Лита частенько заглядывала ко мне, чтобы проследить по карте положение на фронтах, переставить несколько флажков на запад.
— Однако далеко еще до Красного Луча.
Иногда она делала попытки подружиться со мной, но не могла побороть своей насмешливости. Заметив в моих руках книгу, спрашивала язвительно:
— Все читаешь? Ты же чокнешься!
Я отвечал, что если мне суждено чокнуться, то это давно бы уже случилось. Так что пусть она по этому поводу не беспокоится.
— Иди ко мне читать, у меня светлее, — звала она.
— Мне и здесь хорошо, — отвечал я.
— Прямо отлично, — говорила она с иронией.
В Лите многое раздражало меня: и запах крепких духов, и походка. Особенно злила она меня, когда брала гитару и цыганским голосом начинала:
И ни одной песни не знала до конца. Иногда, чтоб не слышать ее самоуверенного голоса, я уходил на улицу.
Незадолго до нового года я снова стал разыскивать Ольгу. Я не мог объяснить, зачем она мне нужна. Может быть, она даже не захотела бы со мной говорить. Может быть, я придумал, что она добрая и хорошая. Ведь фактически я ее не знал. Я говорил себе: «Она самый близкий человек», а почему близкий и что это могло значить, я не смог бы никому объяснить. Верно кто-то заметил, что во всякой любви много самовнушения. Впрочем, от этой верной мысли мне не становилось легче.
Один раз мне показалось — она! В очереди в столовой — девушка стояла ко мне спиной. Так же коротко стриженная, на костылях и в шинели. Оля могла носить и шинель. У меня перехватило дыхание, сердце забилось так, будто я бежал в гору. На минуту счастье опьянило меня. Потом она обернулась. Совсем не то лицо — некрасивое, одутловатое.
Два раза я посылал на разведку Морячка — он ходил на Спортивную и каждый раз приносил одно и то же известие — Ольги там нет. Ходил он на Спортивную и без моей просьбы. Я догадывался — зачем.

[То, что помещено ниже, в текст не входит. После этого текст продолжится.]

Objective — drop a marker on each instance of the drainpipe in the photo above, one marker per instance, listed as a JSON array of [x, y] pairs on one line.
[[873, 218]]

Странные отношения сложились у меня с Буровым. Мы говорили только о книгах. Как будто ничего другого на свете не существовало. Иногда я задумывался: искренне это или нет?
Увидев меня на пороге, он говорил одно и то же:
— Стало быть, пожаловали. Очень кстати.
Помогал мне снять потрепанную кожанку, положить на полочку шапку и рукавицы.
— Проходите.
Кроме него в большой с очень высоким потолком комнате жили жена и сын. Я вспомнил, что оба они Жени. Лицо женщины, обесцвеченное голодом, выражало только усталость и привычное горе. Лишь иногда на нем вспыхивали темные, почти черные глаза. Обычно она молчала, молчал и мальчик, чаще всего неподвижно сидевший за книгой.
Семен Петрович обращался к жене, как к чужой:
— Женя, вы подметали в коридоре? По-моему, наша очередь.
Встречаясь взглядом с ее тоскливыми глазами, я каждый раз думал: почему он решил навсегда отдалиться от нее? Неужели нельзя простить? Значит, есть в нем скрытая жестокость. Вместе с тем, что-то подсказывало мне, что говорить с ним на эту тему нельзя. Он никогда не пойдет на полную откровенность — и не потому, что он скрытен, а просто он так устроен. О себе он говорил редко. Помню, однажды прорвалось у него нечто вроде жалобы:
— Человек, если он действительно человек, обязан иметь долг и цель. Мой долг в настоящее время ясен: учить читать моих учеников… Не думайте, что это просто… Это мой общественный долг. А личный — постараться, чтобы мои выжили. Каждую ночь думаю — чем же я их накормлю…
— А цель?
— Цель как у всех: услышать по радио, что наши вошли в Берлин.
Вот и все — никогда больше я не слышал от него ни одной жалобы.
На вопросы о работе отвечал неохотно:
— Я, собственно говоря, ничего не преподаю. На уроках я читаю, а потом мы разговариваем о прочитанном. Если ребята молчат, читаем еще раз. Завуч сначала морщилась, а сейчас смирилась. Видимо, считает меня неисправимым. А я вижу свою задачу прежде всего в том, чтобы мальчишки и девчонки полюбили книгу. Человек с книгой в руках никогда не будет одинок.